Pourquoi les IA sont dangereuses sur les applications de rencontre?

La multiplication de différents services d’intelligence artificielle inquiète, et il y a de quoi.

Imaginez. Vous êtes sur Tinder un soir sur votre canapé. Vous matchez avec Pierre 35 ans. Ses photos sont jolies, il présente bien. Sourire, costard, peau parfaite. Votre idéal. Et puis vous commencez à discuter. Pierre est drôle, il a toujours la petite phrase qui va bien, la blague parfaite, la répartie affutée. Bref, vous êtes à fond.

Sauf que ce que vous ne savez pas, c’est que Pierre n’existe pas. Ou du moins, cette version de Pierre avec qui vous avez matché n’est pas la vraie. Car pour s’aider à pécho, Pierre a fait appel à une start up d’intelligence artificielle spécialisée dans le business des applications de rencontre.
C’est le cas par exemple de PhotoIA. Elle propose un pack Tinder à 19 dollars pour améliorer vos photos et vous rendre “irrésistible”. Vous envoyez 12 photos de vous version normale et hop… Vous en avez 12 nouvelles… des versions de vous améliorée par l’IA. Je dirais même surtout version cliché ! Car les photos proposées sont bien dans le stéréotype : lunettes de soleil, veste en cuir, assis à côté d’une bibliothèque, en costard. Un vrai catalogue.

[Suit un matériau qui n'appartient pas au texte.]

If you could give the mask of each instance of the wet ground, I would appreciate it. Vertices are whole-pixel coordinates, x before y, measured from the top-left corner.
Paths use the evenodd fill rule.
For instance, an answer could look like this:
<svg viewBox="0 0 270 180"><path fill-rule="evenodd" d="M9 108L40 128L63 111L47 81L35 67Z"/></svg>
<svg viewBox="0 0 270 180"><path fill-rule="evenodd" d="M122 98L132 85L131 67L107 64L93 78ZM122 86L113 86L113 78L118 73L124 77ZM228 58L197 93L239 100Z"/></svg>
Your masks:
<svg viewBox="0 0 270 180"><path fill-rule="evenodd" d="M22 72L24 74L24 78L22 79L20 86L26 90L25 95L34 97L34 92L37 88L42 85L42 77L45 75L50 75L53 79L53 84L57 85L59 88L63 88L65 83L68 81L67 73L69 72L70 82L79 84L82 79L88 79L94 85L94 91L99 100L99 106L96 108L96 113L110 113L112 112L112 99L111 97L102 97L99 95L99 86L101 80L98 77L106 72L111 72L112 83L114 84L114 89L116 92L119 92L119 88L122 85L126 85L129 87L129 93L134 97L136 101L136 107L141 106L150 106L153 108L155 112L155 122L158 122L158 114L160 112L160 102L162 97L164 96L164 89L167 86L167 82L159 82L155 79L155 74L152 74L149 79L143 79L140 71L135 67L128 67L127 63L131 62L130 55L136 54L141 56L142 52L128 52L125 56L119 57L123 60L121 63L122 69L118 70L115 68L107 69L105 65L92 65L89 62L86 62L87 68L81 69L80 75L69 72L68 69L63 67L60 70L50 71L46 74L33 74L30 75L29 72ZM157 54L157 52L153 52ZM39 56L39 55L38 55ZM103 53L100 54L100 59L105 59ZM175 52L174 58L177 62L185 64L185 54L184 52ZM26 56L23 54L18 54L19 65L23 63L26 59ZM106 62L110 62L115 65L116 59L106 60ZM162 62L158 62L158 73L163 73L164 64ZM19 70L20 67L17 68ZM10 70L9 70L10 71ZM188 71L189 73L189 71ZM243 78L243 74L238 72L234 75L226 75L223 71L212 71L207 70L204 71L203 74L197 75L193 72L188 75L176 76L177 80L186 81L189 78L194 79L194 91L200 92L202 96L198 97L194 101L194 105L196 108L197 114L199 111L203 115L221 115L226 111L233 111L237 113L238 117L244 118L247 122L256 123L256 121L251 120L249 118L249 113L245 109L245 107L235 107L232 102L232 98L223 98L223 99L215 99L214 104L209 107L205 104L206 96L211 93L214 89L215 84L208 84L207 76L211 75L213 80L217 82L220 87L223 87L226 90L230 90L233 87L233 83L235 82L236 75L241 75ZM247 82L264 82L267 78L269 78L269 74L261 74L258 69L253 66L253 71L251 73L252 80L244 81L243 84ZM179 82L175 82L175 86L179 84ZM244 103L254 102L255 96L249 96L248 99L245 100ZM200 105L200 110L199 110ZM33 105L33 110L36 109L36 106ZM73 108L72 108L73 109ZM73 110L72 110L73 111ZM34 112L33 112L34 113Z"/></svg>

Sauf que ça n’est que la première étape. Car après l’apparence, il faut matcher et discuter. Pierre va donc faire appel à une autre start up. L’application CupidBot, encore en version test aujourd’hui. Selon ses créateurs, leur IA propose je cite de “sélectionner les profils qui sont exactement leur genre et fait en sorte d’avoir des conversations de qualité avec elle". Le tout pour 14 euros par mois. En gros leur IA serait capable d’analyser les précédents matchs et conversations d’une personne pour trouver celle qui a les mêmes centres d’intérêt que nous. Je parle au conditionnel car vu que l’application est en phase de test, tout semble assez flou pour le moment. Le site Vice a essayé de s’inscrire mais s’est retrouvé sur une liste d’attente.

En tout cas, les arguments de vente sont bien là. Le but de Cupidbot est que leurs utilisateurs n’aient plus besoin d’aller sur les applis de rencontre. Que l’IA fasse le travail pour eux. Eux, ils ont juste à attendre de recevoir une notification quand le robot leur a trouvé un date, avec le numéro de la meuf et le lieu de rendez-vous.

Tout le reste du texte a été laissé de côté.